In the downstream Raspberry Pi kernel we are using configfs to apply overlays at
runtime, using a patchset from Pantelis that hasn't been accepted upstream yet.
Apart from the occasional need to adapt to upstream changes, this has been working
well for us.

A Raspberry Pi user recently noticed that this mechanism was failing for an overlay in
4.19. Although the overlay appeared to be applied successfully, pinctrl was reporting
that one of the two fragments contained an invalid phandle, and an examination of the
live DT agreed - the target of the reference, which was in the other fragment, was
missing the phandle property.

5.0 added two patches - [1] to stop blindly copying properties from the overlay fragments
into the live tree, and [2] to explicitly copy across the name and phandle properties.
These two commits should be treated as a pair; the former requires the properties that
are legitimately defined by an overlay to be added via a changeset, but this mechanism
deliberately skips the name and phandle; the latter addresses this shortcoming. However,
[1] was back-ported to 4.19 and 4.20 but [2] wasn't, hence the problem.

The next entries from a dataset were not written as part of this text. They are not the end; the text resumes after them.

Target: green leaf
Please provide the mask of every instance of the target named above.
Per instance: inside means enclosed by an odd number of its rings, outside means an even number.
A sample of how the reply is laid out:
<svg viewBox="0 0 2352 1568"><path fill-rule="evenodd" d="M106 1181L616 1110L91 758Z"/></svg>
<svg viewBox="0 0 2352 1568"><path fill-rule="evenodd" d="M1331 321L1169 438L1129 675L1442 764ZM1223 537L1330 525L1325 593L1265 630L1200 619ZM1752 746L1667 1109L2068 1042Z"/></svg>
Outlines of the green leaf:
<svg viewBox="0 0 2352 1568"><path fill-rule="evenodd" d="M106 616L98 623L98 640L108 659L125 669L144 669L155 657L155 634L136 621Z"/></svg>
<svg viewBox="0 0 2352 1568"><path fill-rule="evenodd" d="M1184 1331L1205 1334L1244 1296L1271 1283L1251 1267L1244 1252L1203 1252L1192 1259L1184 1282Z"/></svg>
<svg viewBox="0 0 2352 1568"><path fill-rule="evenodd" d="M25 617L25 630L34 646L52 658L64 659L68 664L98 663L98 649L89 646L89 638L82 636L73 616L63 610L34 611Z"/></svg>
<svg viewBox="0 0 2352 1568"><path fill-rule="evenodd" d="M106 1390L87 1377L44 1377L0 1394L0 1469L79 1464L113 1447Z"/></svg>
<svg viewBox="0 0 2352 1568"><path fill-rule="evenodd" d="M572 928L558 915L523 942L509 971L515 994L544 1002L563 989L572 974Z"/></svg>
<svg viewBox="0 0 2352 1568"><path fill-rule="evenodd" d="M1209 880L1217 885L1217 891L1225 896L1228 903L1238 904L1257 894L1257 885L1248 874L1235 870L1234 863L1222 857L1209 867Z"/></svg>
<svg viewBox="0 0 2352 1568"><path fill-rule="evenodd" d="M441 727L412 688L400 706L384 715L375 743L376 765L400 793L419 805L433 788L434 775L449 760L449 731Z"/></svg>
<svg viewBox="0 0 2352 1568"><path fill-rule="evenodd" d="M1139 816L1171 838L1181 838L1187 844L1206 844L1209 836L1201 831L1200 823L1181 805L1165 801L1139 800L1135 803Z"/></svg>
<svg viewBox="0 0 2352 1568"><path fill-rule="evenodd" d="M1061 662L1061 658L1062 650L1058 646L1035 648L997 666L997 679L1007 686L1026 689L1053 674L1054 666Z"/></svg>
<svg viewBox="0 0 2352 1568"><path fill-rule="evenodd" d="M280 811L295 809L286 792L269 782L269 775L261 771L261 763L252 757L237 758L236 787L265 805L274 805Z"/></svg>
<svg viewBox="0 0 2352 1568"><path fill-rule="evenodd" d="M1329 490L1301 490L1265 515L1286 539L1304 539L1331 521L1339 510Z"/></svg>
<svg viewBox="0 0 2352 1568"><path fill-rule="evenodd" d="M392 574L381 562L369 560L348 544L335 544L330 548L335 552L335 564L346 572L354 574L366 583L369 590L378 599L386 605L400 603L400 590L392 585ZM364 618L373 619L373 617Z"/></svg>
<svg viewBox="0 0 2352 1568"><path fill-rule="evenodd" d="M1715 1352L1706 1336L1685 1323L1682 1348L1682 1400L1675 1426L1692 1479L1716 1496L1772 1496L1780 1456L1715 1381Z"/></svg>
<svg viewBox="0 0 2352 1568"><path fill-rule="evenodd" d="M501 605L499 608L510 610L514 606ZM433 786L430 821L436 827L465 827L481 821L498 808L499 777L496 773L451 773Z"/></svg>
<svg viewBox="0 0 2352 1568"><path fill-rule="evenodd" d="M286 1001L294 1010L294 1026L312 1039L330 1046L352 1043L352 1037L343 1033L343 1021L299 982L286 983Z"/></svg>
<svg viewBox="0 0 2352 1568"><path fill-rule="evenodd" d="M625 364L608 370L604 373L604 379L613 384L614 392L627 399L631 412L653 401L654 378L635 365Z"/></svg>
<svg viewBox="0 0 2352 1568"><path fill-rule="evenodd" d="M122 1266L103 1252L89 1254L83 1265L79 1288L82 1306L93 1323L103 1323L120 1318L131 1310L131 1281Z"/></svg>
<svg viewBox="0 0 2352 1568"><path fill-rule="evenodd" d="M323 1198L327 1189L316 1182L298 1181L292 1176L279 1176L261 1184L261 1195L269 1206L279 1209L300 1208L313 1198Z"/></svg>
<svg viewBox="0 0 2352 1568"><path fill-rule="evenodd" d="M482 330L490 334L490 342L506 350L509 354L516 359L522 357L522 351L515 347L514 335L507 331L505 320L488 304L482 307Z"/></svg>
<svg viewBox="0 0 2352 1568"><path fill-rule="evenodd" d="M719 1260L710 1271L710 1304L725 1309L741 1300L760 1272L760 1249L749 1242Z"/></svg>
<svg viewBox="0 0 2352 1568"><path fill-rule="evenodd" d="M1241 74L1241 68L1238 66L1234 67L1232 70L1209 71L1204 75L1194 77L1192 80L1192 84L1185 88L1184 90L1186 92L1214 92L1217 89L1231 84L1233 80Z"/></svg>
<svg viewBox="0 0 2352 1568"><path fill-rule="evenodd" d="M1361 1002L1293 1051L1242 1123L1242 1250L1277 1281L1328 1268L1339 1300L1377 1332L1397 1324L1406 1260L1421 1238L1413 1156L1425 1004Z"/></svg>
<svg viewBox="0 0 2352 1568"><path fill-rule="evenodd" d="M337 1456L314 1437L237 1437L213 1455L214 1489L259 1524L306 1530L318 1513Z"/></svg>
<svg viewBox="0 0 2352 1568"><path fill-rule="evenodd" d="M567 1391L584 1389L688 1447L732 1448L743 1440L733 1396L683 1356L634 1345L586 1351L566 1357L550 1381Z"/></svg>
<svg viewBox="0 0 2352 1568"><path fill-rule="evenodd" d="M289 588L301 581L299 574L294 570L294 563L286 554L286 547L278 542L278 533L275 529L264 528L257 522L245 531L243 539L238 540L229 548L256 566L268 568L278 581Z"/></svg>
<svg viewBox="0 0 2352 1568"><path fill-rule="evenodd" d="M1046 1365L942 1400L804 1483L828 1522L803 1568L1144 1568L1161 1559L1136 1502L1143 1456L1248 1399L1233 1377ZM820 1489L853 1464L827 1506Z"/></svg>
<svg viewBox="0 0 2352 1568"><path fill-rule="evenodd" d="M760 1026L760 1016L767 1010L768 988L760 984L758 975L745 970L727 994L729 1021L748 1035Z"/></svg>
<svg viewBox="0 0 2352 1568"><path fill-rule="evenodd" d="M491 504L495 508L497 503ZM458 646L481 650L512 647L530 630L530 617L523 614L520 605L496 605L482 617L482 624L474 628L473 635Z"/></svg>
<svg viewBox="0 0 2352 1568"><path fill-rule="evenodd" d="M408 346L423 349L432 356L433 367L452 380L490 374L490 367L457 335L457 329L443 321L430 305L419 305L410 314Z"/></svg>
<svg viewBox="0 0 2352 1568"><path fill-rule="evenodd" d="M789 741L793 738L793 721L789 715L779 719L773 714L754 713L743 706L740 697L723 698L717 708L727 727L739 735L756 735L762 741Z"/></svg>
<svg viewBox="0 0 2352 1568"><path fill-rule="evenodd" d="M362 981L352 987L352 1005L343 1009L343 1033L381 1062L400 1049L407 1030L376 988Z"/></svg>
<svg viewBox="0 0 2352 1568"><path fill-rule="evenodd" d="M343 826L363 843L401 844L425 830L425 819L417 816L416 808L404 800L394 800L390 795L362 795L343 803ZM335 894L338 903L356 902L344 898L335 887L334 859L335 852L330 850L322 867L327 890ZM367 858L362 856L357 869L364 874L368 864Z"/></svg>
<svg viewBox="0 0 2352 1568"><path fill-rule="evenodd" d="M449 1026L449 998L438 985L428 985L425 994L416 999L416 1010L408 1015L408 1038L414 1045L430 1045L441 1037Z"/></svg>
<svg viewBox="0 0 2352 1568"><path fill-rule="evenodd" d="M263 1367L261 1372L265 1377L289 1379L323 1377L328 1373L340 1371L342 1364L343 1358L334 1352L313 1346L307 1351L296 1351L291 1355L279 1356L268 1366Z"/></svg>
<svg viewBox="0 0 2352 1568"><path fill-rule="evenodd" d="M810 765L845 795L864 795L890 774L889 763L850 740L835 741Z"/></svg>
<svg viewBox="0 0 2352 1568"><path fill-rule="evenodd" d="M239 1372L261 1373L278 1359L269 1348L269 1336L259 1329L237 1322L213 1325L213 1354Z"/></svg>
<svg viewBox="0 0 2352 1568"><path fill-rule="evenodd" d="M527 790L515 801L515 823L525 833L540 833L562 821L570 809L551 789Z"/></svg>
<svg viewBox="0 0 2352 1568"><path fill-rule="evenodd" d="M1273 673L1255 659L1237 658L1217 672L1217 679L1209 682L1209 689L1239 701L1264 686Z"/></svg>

The effect can be seen in the "overlay" overlay in the unittest data. Although the
overlay appears to apply correctly, the hvac-large-1 node is lacking the phandle it
should have as a result of the hvac_2 label, and that leaves the hvac-provider property
of ride@200 with an unresolved phandle.

The obvious fix is to also back-port [2] to 4.19, but that leaves open the question of
whether either the overlay application mechanism or the unit test framework should have
detected the missing phandle.

Phil

[1] 8814dc46bd9e ("of: overlay: do not duplicate properties from overlay for new nodes")
[2] f96278810150 ("of: overlay: set node fields from properties when add new overlay node")